The discussion has thus shifted from the lawfulness of the arrest (unlawful in State law, but lawful in Federal law) to the reasonableness of the search. In Virginia State law, improperly obtained evidence is, according to Scalia J, not usually excluded, which is why Mr Moore was convicted. He was arguing that the generous protections given to individuals by Virginia’s law should be accompanied, not by a balancing exercise, but by a “bright line” rule excluding the evidence.

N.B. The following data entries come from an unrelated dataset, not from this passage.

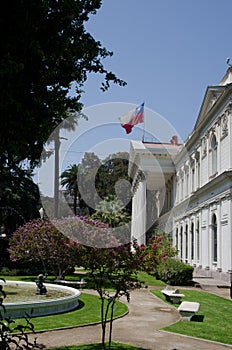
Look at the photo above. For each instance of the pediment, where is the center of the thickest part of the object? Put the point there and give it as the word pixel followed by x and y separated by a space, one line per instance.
pixel 213 93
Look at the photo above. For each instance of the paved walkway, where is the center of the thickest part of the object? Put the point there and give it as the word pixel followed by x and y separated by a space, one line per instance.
pixel 140 327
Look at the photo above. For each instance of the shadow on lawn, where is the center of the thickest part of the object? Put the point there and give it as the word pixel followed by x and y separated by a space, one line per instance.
pixel 197 318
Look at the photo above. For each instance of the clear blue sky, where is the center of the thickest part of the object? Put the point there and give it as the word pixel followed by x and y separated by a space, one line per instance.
pixel 168 52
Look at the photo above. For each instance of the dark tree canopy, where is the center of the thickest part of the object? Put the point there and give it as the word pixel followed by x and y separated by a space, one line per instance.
pixel 45 51
pixel 45 48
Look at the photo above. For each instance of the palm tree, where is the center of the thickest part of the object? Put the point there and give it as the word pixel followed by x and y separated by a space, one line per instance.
pixel 111 211
pixel 69 180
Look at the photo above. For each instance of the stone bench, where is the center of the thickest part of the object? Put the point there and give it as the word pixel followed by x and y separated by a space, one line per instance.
pixel 172 295
pixel 187 309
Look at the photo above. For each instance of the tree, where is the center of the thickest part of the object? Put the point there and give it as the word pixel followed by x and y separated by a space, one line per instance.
pixel 69 180
pixel 114 273
pixel 86 179
pixel 158 249
pixel 44 52
pixel 39 241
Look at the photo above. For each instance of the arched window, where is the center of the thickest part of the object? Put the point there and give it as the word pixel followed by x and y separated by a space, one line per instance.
pixel 181 242
pixel 214 237
pixel 198 241
pixel 213 155
pixel 192 241
pixel 177 239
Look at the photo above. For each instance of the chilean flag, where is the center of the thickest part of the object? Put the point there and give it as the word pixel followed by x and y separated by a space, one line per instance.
pixel 130 119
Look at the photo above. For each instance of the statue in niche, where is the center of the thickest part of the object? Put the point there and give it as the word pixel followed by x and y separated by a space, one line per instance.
pixel 41 289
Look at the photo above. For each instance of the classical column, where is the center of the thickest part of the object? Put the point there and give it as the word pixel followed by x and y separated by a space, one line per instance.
pixel 138 224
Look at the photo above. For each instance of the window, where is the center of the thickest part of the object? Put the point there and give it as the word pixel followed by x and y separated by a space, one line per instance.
pixel 177 239
pixel 198 241
pixel 214 237
pixel 192 241
pixel 193 179
pixel 213 155
pixel 186 243
pixel 181 242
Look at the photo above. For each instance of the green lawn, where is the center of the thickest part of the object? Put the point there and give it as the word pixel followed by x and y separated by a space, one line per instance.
pixel 114 346
pixel 213 320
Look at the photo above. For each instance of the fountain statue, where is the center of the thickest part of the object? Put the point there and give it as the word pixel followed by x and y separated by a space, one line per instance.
pixel 41 289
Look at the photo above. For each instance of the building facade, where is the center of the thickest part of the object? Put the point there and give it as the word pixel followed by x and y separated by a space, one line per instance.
pixel 186 190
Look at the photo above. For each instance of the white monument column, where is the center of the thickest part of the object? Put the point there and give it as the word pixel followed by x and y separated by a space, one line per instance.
pixel 138 224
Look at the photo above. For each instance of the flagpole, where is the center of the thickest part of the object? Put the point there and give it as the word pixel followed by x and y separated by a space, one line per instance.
pixel 143 127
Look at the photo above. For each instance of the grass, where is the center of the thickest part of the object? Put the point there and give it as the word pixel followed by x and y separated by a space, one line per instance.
pixel 87 312
pixel 213 320
pixel 114 346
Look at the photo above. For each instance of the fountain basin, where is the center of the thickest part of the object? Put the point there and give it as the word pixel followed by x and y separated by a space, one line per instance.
pixel 40 306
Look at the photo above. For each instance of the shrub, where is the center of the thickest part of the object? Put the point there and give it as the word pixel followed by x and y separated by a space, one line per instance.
pixel 174 272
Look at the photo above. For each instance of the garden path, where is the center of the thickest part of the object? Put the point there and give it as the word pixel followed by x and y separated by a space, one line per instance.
pixel 140 327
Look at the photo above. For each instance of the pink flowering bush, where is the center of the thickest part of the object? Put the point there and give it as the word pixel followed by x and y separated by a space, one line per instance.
pixel 158 249
pixel 114 274
pixel 39 241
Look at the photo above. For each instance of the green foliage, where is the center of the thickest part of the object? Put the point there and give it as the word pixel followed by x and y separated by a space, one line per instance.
pixel 116 267
pixel 174 272
pixel 158 249
pixel 69 180
pixel 45 52
pixel 14 336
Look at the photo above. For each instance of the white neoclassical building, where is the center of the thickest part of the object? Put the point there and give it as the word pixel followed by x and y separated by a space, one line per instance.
pixel 185 189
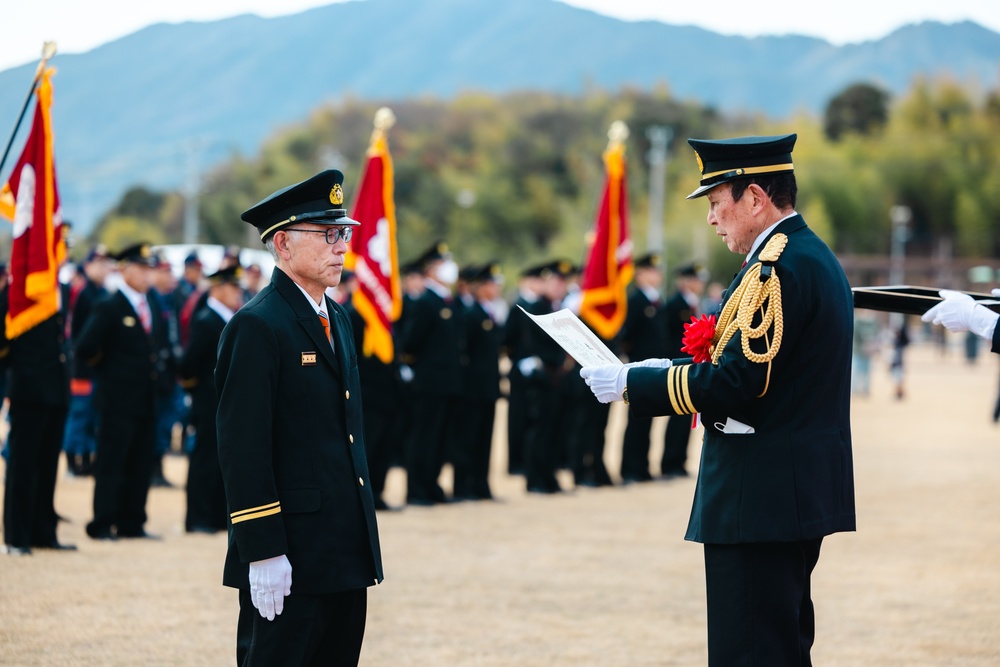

Scalia J held that the search was not unconstitutional, and added:

“If we concluded otherwise, we would often frustrate rather than further state policy. Virginia chooses to protect individual privacy and dignity more than the Fourth Amendment requires, but it also chooses not to attach to violations of its arrest rules the potent remedies that federal courts have applied to Fourth Amendment violations. Virginia does not, for example, ordinarily exclude from criminal trials evidence obtained in violation of its statutes. … Moore would allow Virginia to accord enhanced protection against arrest only on pain of accompanying that protection with federal remedies for Fourth Amendment violations, which often include the exclusionary rule. States unwilling to lose control over the remedy would have to abandon restrictions on arrest altogether. This is an odd consequence of a provision designed to protect against searches and seizures.”

So, Mr Moore’s argument for strong remedies for strong rights was defeated by the Court’s preference for strong remedies for weak rights.